I caught them from my grandsons. The three E’s. Starting with enthusiasm.
I purposely sat across from my grandson, Mason, while my husband drove the speed boat, so I got the best view of the six-year-old’s expressions. The faster we zipped around the lake, the bigger his grin. He has a way of grinning with his entire body, his smile revealing one newly emerged front tooth. When the boat slowed, he whirled a hand around into a tornado shape and shouted, “Faster! Faster!”
Heightened enthusiasm continued the next day when the four of us snorkeled a new lake. When I asked my daughter where we should go, she pointed to an area where tree branches stuck out of the water. “Let’s see what’s around that fallen tree.”
The four of us snorkeled toward it and discovered an underwater world including algae-coated tree branches and a huge school of bluegills. We surfaced to share exclamations and to guess at the number of fish. “One hundred!” Mason exclaimed.
“No, more like two hundred!” Jay, the nine-year-old cried. “Let’s look for sunken treasures.” We enthusiastically dunked under again.
That night, I got warm goodnight hugs. Afterward, Mason ran for the bedroom only to pause, whipped around, return, and give me a second hug.
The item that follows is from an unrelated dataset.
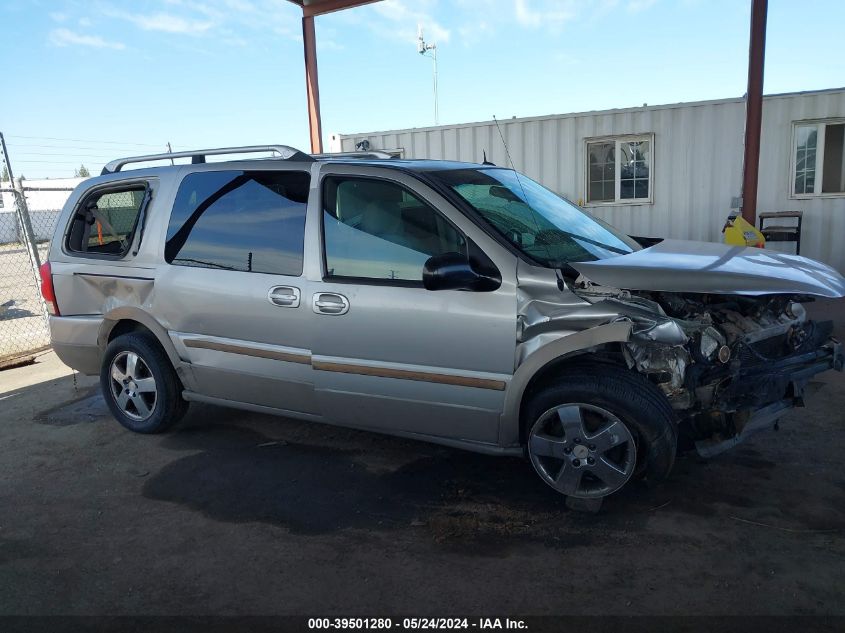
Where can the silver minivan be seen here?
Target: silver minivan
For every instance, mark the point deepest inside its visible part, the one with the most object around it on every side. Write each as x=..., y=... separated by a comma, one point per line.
x=456, y=303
I enthusiastically hugged him back.
Later in the week, after challenging my daughter and the two boys to a game of Capture the Flag, I caught my second E. Energized. I tried to dart away from the athletic six-year-old. I knew my sprinting muscles would scream at me later, but I didn’t care. And when my daughter and I strategized about whether we should storm the six-year-old and grab the flag or try to tag the nine-year-old and get him out of “jail,” I admit to being so caught up in the game, I said, “Let him rot in jail. We’re going for the flag.”
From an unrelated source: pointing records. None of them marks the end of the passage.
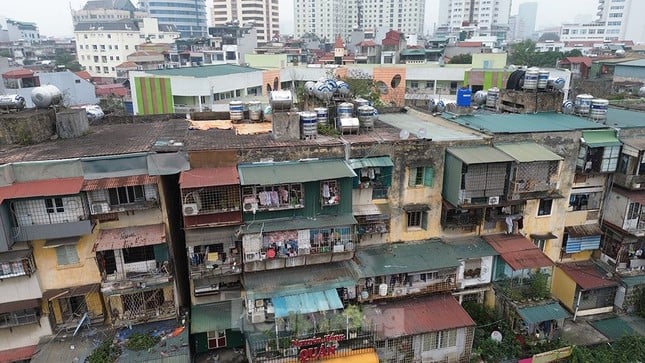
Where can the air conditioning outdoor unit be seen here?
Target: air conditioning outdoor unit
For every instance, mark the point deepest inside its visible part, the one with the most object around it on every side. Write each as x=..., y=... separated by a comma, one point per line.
x=190, y=209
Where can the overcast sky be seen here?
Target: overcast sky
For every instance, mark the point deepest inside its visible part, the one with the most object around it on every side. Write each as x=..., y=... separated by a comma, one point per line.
x=54, y=19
Energized, muscles screaming, we stormed, darted, and grabbed. Success!
Before our visit was over, I caught a third E from my grandsons. Enlightenment. While reading a book about reindeer, Jay furrowed his brow. “I’ve been wondering this forever. How does Rudolf get to sleep with his red nose shining in his eyes?”
“Uh, I’ve never thought about it. You make a good point.”
“He could cover it up, I suppose.”
“Yes, he could.” I pondered this, picturing an opaque cloth wrapped around Rudolph’s nose.
While reading a second book about prehistoric times, Mason asked, “How did the first rocks start?”
I opted for the easy answer. “God created them.”
“The universe began with an explosion,” Jay countered. “That’s how we got stars, the sun, and things like rocks. I forget when that happened. Do you know?”
I rub my forehead. Oh, boy. “I’ll need to do some research and get back to you on that one. For now, would you show me how to make those cool effects on Kids Messenger. I want to turn myself into a kangaroo.” I pull out my phone.
Energized, I enthusiastically lean in ready to be enlightened.